Speaking of Zeiss binoculars, I’m mighty impressed by new additions to the SF line: an 8×30 and a 10×30. An 8×32 Zeiss currently serves me very well afield and I’ve even used smaller binoculars. They suit my still-hunting style and are easy to tuck for crawling — which is often my lot to get inside iron-sight range.

Dubbed SFL, for SmartFocus Lightweight, the 8×30 and 10×30 each weighs 18 oz., 20% less than a comparable Victory. UHD (ultra-high-definition) glass has Zeiss’s T* and LotuTec coatings, for very high light transmission and to keep exterior lenses free of dirt and water. Fields of view: 142 and 120 feet at 1,000 yards. Eyecups can be locked in any of four positions. The SmartFocus wheel is on the front half of the bridge, within easy reach of your center or index finger.

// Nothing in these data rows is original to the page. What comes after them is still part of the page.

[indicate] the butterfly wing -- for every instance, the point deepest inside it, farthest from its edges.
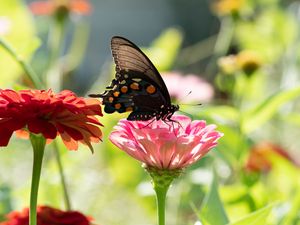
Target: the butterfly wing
(138, 87)
(131, 60)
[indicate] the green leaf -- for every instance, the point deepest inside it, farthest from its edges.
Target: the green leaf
(258, 217)
(255, 117)
(212, 211)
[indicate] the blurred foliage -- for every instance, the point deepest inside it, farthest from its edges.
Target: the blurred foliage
(252, 61)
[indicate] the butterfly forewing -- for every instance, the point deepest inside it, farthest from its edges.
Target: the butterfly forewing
(128, 57)
(138, 87)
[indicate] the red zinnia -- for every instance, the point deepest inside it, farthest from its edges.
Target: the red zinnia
(44, 112)
(47, 216)
(49, 7)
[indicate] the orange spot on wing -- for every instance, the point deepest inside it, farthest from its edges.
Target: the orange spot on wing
(150, 89)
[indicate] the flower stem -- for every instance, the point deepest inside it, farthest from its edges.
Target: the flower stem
(161, 180)
(27, 68)
(161, 193)
(62, 177)
(38, 144)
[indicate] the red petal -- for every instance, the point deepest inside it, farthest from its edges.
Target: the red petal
(42, 126)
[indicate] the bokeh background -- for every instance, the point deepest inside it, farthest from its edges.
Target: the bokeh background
(239, 58)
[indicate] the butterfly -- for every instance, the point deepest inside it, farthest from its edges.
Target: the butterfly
(137, 87)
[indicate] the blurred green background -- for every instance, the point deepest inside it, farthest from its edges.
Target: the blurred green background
(240, 59)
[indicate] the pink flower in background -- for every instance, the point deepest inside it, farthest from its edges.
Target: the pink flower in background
(165, 145)
(49, 7)
(180, 85)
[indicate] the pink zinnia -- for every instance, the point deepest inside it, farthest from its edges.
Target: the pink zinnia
(166, 145)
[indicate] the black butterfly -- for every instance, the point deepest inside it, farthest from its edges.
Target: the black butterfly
(137, 87)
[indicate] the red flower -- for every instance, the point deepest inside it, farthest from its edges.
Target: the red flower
(50, 7)
(47, 216)
(44, 112)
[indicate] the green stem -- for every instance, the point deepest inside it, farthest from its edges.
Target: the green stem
(27, 68)
(38, 144)
(161, 180)
(62, 177)
(161, 193)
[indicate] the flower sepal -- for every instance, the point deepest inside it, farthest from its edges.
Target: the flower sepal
(162, 178)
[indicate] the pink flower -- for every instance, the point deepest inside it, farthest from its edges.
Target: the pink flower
(180, 85)
(165, 145)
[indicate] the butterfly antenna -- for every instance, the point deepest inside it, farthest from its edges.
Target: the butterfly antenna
(180, 100)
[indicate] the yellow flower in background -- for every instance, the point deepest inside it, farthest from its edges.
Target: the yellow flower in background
(248, 61)
(225, 7)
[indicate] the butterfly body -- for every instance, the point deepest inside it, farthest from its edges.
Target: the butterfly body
(138, 87)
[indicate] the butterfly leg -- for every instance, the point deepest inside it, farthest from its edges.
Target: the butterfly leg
(148, 123)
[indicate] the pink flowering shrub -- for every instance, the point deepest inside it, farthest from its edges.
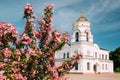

In 2014 I joined other journalists in Germany for the SF’s debut — though it was then hailed as a birding binocular. Said chief engineer Gerald Dobler, “Optical design forces trade-offs. In the SF our priorities were razor-sharp resolution, a wide, exceedingly bright field and smooth, fast focusing. Light weight mattered too — and balance that made the binocular feel lighter still.” The final objective: low price. Hoo boy.

The 8×42’s 1,000-yard field of 444 feet (360 feet for the 10×42) was panoramic. But adding field can compromise edge resolution, so Zeiss added a field flattener which bumped weight to 27.5 oz. There was 15% more open space between the barrels than in the center of Swarovski’s EL, which pioneered the open-bridge design. Also, the barrels had three points of attachment: front, rear and center — collimation insurance when binocular bangs against basalt.

“We tried hard to keep a lid on costs,” Dobler told me. “But superior performance doesn’t come at discount.” The 8×42 SF listed then at $2,649.

A decade later, the 8×42 SF still ranks among my first picks for a mid-size binocular. The new, more compact 8×30 and 10×30 SFLs are equally bright and well balanced. A grand less at retail ($1,631 and $1,685), they seem to me great investments in better hunting! Amortized over even 16 years, either puts you in the field with a lightweight, tuckable, premium-class binocular for about $100 a year — what you’ll spend most places these days to fuel an ordinary pickup once.